Karen Smith of East Haven, Conn., played tennis only occasionally as an able-bodied person. But her interest in the sport peaked after she found herself relying on a wheelchair as her Multiple Sclerosis progressed. She now has been playing serious wheelchair tennis for more than 10 years, and is the team captain for the Connecticut Hornets, sponsored by the Sports Association, Gaylord Hospital, Wallingford, Conn.
“Playing tennis, or any adaptive sport, gets you back to where you were before you became disabled,” she said. “One of the great things about tennis is you can play with your able-bodied friends. The only rule difference is the wheelchair player gets two bounces of the ball, compared to the able-bodied one.”
“Wheelchair tennis is an activity you can do with anyone,” said Pamela Lehnert, CTRS, executive director of Baltimore Adapted Recreation and Sports (BARS), a DS/USA chapter.
“It’s not possible to play wheelchair basketball or baseball with the able-bodied, because the able-bodied person may get injured by the chair,” she said. “But tennis lets the able-bodied and wheelchair players compete against each other or even be teammates in mixed doubles.”
Tennis offers many benefits to participants.
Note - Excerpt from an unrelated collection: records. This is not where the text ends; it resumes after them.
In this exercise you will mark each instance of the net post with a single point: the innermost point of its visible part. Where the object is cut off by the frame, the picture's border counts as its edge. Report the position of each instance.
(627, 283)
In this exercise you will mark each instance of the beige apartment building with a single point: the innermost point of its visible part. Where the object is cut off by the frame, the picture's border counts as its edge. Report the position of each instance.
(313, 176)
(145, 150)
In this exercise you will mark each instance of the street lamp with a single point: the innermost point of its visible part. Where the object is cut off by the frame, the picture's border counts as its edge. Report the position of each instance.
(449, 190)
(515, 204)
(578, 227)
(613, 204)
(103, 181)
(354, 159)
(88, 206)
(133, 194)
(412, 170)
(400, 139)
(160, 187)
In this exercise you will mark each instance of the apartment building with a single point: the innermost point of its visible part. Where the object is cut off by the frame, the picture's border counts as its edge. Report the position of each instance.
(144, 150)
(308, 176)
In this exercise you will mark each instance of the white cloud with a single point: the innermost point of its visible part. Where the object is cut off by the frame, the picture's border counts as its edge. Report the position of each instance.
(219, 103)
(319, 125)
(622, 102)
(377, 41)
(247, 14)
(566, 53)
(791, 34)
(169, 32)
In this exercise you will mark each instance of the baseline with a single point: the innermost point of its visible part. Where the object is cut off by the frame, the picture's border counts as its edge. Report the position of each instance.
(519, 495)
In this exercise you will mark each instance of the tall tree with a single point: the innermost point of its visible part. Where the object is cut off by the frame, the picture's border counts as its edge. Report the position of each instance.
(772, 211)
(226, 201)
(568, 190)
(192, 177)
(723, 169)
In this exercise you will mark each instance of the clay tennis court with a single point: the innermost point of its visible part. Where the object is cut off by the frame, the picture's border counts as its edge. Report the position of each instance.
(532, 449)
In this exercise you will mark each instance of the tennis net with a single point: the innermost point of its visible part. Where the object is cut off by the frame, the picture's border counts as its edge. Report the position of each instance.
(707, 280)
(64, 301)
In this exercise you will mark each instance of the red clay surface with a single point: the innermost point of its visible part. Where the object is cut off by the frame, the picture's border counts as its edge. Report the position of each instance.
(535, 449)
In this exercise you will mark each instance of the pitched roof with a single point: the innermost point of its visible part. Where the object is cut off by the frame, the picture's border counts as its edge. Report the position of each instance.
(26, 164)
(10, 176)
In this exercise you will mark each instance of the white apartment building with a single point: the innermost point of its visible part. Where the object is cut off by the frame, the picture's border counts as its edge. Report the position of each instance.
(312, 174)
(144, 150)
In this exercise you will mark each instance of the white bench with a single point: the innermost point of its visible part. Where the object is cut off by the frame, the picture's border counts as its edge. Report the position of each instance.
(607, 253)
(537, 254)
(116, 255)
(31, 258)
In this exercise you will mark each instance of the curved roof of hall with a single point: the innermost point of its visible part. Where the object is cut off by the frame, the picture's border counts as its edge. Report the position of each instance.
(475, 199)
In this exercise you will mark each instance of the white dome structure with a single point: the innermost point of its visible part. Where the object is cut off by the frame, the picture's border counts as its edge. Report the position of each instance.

Besides the social aspect of being able to play the same game with able-bodied friends or family, tennis stimulates tactical thinking, builds confidence, improves hand-eye coordination, provides aerobic activity, and is just plain fun.
Ability level rankings per USTA
There are several divisions that identify the levels of play:
- Open: Player has had intensive training for tournament competition at the national and international levels. Excellent chair mobility.
- A: Player has good shot anticipation and has developed power and/or consistency as a major weapon. Can vary strategies and styles of play in a competitive situation. Hits dependable shots in a stress situation. Solid chair mobility.
- B: Player has begun to master the use of power and spins; is beginning to handle play and vary game plan according to opponents. Good chair mobility.
- C: Player has achieved improved stroke dependability with directional control on moderate shots, but lacks depth and variety. Learning consistent chair mobility.
- D: Player is learning to judge where the ball is going although court coverage is weak. Player can sustain a short rally of slow pace with players of the same ability. Slow, inconsistent chair mobility.